Galileo Rules!

Ian Goddard (
Wed, 17 Feb 1999 23:18:40 -0500

Pan Am 103 lost its forward section (like FL800) and immediately curved downward (unlike CIA video) with all its initial horizontal velocity of 434 kn. The official investigation gives us these numbers:

Initial velocity: 434 knots  (at 31,000 feet)
Nose hits ground: 120 knots  -314 kn (slower)
Engines hit at:   260 knots  -174 kn (slower)
Wing hits at:     440 knots    +6 kn (faster)

Most of the jet slowed down during the fall. The most aerodynamic debris fell fastest, with the wing actually falling faster upon impact. NO part fell faster than an object dropped from total rest. The fastest falling part, the wing, fell 3,750 feet shorter and 443 knots slower than an object dropped from complete rest in a vacuum!

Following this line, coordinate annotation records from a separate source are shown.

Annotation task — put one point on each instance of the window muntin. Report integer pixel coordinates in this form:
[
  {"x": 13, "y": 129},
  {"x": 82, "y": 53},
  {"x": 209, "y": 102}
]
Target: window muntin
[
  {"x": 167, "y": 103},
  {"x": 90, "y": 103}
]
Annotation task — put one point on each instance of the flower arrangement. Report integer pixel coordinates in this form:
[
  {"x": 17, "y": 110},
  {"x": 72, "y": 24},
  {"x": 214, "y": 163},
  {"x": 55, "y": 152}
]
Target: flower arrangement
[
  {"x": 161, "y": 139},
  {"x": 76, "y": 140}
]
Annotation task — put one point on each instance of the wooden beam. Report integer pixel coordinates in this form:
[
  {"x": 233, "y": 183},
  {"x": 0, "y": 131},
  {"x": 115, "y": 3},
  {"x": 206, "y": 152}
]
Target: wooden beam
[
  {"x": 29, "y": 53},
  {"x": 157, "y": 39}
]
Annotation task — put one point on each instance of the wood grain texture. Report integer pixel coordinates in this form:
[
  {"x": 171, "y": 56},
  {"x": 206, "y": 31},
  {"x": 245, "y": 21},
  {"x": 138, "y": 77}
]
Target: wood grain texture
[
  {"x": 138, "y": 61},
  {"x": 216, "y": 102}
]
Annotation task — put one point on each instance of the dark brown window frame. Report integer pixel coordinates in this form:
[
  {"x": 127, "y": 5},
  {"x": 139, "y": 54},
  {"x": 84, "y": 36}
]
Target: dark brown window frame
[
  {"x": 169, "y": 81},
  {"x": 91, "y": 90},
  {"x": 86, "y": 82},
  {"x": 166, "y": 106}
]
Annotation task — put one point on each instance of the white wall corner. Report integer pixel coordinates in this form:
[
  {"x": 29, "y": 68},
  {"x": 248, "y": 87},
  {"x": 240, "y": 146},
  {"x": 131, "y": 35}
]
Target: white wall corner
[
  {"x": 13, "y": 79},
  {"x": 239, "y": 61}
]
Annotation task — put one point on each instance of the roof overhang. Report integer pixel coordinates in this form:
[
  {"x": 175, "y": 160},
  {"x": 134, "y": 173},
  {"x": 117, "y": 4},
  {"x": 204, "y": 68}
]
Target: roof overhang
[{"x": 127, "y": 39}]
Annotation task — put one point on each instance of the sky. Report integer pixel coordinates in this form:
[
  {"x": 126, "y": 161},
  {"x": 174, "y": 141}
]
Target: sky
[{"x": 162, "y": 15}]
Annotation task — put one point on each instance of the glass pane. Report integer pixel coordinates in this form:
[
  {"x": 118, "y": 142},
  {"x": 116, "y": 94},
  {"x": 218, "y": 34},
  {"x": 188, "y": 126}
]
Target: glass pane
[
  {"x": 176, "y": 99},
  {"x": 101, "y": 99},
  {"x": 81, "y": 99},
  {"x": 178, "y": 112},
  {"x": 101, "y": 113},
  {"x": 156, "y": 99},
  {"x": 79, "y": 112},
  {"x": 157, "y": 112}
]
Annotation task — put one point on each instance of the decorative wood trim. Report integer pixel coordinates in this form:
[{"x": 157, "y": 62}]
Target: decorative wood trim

Conclusion: an initial horizontal-cruising velocity of 434 knots failed to cause any part of a falling 747 to fall faster than an object dropped from rest. Physical reality thus refutes counter-argumentation against my initial post on this topic and indicates ( that the CIA scenario contradicts physical law by an even wider margin that initially calculated, since we can see the profound effect of drag.

Also note that since lower air density reduces drag, the high altitude (31,000, 17,000 higher than FL800) and cold winter weather around Pan Am 103 maximized aerodynamic efficiency ensuring the fastest fall.